Saturday 16 July 2011

Andrew Mitchell urges action on Africa drought


Andrew Mitchell: "Britain is putting its shoulder to the wheel... to stop this becoming a catastrophe"
International Development Secretary Andrew Mitchell has urged the global community to help people in drought-hit east Africa to avoid a "catastrophe".
It comes as the UK pledged £52.25m in emergency aid to help millions of people affected by the disaster.
Mr Mitchell, who is visiting Kenya, said the money would be used there, as well as in Somalia and Ethiopia.
The World Food Programme estimates 10 million people are affected by the worst drought in over half a century.
And the United Nation's Children's Fund believes about two million young people are malnourished.
The international development secretary said the situation was "getting worse" and urged the international community to do more.

Analysis

Providing aid inside Somalia is now a major priority. The UN's refugee agency estimates that nearly one-and-a-half million Somalis have been forced from their homes and are internally displaced by the drought.
Until very recently, helping them had been very difficult indeed. The Islamic militants of al-Shabaab, who control most of the south and the centre of the country, have only recently lifted their ban on outside aid agencies operating in their areas.

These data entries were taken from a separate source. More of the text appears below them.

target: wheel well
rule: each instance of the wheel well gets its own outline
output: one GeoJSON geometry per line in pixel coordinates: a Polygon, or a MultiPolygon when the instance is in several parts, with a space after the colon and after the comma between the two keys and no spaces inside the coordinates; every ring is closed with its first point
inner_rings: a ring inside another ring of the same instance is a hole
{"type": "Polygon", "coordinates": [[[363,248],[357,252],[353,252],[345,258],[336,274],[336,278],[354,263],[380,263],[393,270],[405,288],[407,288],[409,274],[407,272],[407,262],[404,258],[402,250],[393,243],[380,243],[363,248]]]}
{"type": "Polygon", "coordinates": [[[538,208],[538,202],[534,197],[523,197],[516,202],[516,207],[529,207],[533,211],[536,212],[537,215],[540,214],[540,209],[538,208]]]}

Children's fund Unicef has airlifted food to Baidoa, north-west of the capital, for the first time in years. The Red Cross is opening 10 new feeding centres in the Afgoye corridor, near the capital. And medical charity MSF is providing nutrition to children at a spontaneously formed camp of about 5,000 people at Jilib, on the Juba river.
It shows that aid can now get through to areas controlled by Islamists that were, until very recently, out of bounds to the aid agencies.

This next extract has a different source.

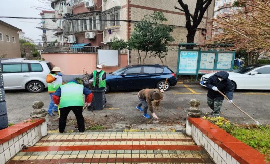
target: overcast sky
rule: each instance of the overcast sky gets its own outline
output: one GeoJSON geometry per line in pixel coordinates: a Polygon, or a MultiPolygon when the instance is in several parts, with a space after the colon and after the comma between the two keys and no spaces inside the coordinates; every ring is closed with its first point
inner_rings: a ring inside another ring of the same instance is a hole
{"type": "MultiPolygon", "coordinates": [[[[7,0],[1,1],[0,16],[27,17],[41,18],[39,13],[42,10],[53,10],[50,7],[49,0],[7,0]],[[43,8],[34,9],[34,7],[43,8]],[[46,8],[46,9],[44,9],[46,8]]],[[[25,37],[35,40],[35,43],[42,42],[42,31],[35,27],[40,27],[41,19],[21,19],[3,18],[0,20],[22,30],[25,32],[25,37]]]]}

Mr Mitchell is currently visiting the Dadaab camp in Kenya, which is overflowing with tens of thousands of refugees fleeing the parched landscape in the region where Somalia, Ethiopia and Kenya meet.

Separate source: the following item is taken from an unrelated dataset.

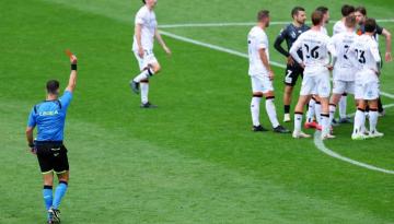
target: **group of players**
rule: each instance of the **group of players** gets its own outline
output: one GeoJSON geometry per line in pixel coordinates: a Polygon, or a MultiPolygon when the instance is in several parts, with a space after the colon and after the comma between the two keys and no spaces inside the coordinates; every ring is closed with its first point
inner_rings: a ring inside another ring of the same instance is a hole
{"type": "MultiPolygon", "coordinates": [[[[327,8],[318,7],[312,13],[312,27],[309,27],[305,25],[305,10],[296,7],[291,11],[292,23],[287,25],[275,40],[275,48],[287,58],[285,122],[291,121],[291,95],[298,78],[302,78],[300,97],[294,108],[292,137],[296,139],[311,137],[302,131],[303,109],[306,104],[309,110],[304,127],[321,130],[323,140],[335,138],[333,125],[337,122],[334,119],[337,106],[339,106],[339,122],[350,122],[346,116],[347,94],[355,95],[355,105],[357,105],[351,139],[383,137],[383,133],[376,130],[379,114],[384,114],[379,90],[382,59],[378,35],[386,38],[385,60],[391,61],[391,34],[376,25],[374,19],[368,19],[363,7],[345,4],[341,14],[343,19],[334,25],[334,36],[329,37],[325,27],[329,20],[327,8]],[[288,50],[281,47],[285,40],[288,50]],[[369,130],[364,126],[367,117],[369,130]]],[[[290,131],[279,125],[273,103],[274,72],[269,64],[269,44],[265,33],[269,21],[269,11],[258,12],[257,25],[247,36],[248,74],[253,90],[251,103],[253,131],[267,130],[259,122],[259,104],[264,96],[274,131],[287,133],[290,131]]]]}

He estimates that there are about 400,000 people in the camp.
He said: "We need everyone who can help from across the world now to make sure they focus on this developing crisis here to stop it becoming a catastrophe. There is an emergency developing of profound proportions.
"Britain, as always, has shown huge generosity and is in a leadership position to try and resolve this crisis. We need others to do so too. We need the whole of the international community now to bend every sinew to help these poor people here who are in a desperate condition."
Mr Mitchell said the situation is particularly devastating in Somalia, where families already have to cope with living in one of the most insecure countries in the world.
"More than 3,000 people every day are fleeing over the borders to Ethiopia and Kenya, many of them arriving with starving children," he said.
"The international community must do more to help not only refugees but also those victims of the drought who remain in Somalia."